The Great Filter of Metastasis: Where is it?

Metastatic cancer is what is often referred to as stage 4 cancer, and describes the development of cancer where the cancerous cells spread to other organs in the body. This process is called metastasis. Metastasis is an important occurrence that often determines the fatality of cancer for many people, making it a significant point of research worldwide. Metastasis is considered a multi-step cascade involving the following key processes (Lambert et al., 2017):

  1. Intravasation: Cancerous cells leave the primary site (original tumor) and enter the bloodstream
  2. Survival in circulation: The cells survive while moving through the body in the bloodstream
  3. Extravasation: The cells manage to exit the bloodstream and breach the extracellular matrix of other organs
  4. Engraftment: Cancer cells adhere to the tissues of foreign organs
  5. Metastatic Colonization: Now-metastatic cells proliferate and form cancerous lesions in the foreign organs creating secondary tumors

Y. J. Tang et al., 2019 with the Alman Lab at Duke conducted a study with undifferentiated pleomorphic sarcoma (UPS) in mouse models that indicated that although a variety of clones (i.e. cancer cell types) completed the intravasation and survival in circulation steps of metastasis, only a single clonal variant was responsible for the development of secondary lesions in the lung. The term metastasis-initiating cells (MIC) refers to these cells that can survive and form secondary lesions. The survival of solely MICs means there is something, some physical or chemical wall, a filter of sorts, that weeds out the rest of the cells such that only a select type can survive and proliferate in the lung.

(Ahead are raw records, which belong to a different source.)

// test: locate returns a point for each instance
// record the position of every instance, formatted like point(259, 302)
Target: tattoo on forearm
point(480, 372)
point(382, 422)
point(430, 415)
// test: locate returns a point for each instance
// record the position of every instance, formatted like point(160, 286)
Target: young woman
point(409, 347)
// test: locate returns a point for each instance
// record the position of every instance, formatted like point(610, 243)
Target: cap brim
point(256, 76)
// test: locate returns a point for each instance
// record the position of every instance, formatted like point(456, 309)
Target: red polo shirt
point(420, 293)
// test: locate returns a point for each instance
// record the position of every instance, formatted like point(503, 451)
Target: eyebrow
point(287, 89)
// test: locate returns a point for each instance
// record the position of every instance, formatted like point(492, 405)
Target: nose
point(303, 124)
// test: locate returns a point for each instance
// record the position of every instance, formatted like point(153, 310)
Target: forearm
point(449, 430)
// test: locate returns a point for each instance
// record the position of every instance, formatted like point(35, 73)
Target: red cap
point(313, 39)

Graphical Abstract from Y.J. Tang et al., 2019 where you can see that there is a heterogenous mix of cell types in the primary tumor, but a single type in advanced metastasis.

This summer I am working to investigate what this filter might be. Using a microfluidic device, or a small device that has microchannels and chambers which cells can be seeded into, I will be studying the physical properties of MICs. One of the first things I will be considering is the process of extravasation, where MICs must travel through microbial spaces in the extracellular matrix. Using a microfluidic device with varying dimensions of microchannels, hopefully, I might be able to identify both the deformability of UPS MICs (how much they can deform to squeeze through a small gap) and if only MICs are able to deform to get through certain size channel. This may demonstrate a potential point in metastasis where the filter may lie.

I found this finding and point of research to be a cool parallel to the Great Filter theory, a postulate formulated by Robin Hanson as a potential resolution to the Fermi Paradox. Although the Fermi paradox itself doesn’t exactly resemble metastasis, the Great Filter theory suggests that there is some point in the general life cycle of an alien civilization as it progresses from low intelligence and advancement to high intelligence and advancement where there is a filter that results in civilizations getting wiped out. Just like how in metastasis there are numerous cell types that follow the metastatic process, but there is a filter somewhere that weeds out the rest and allows only some to slip through the cracks.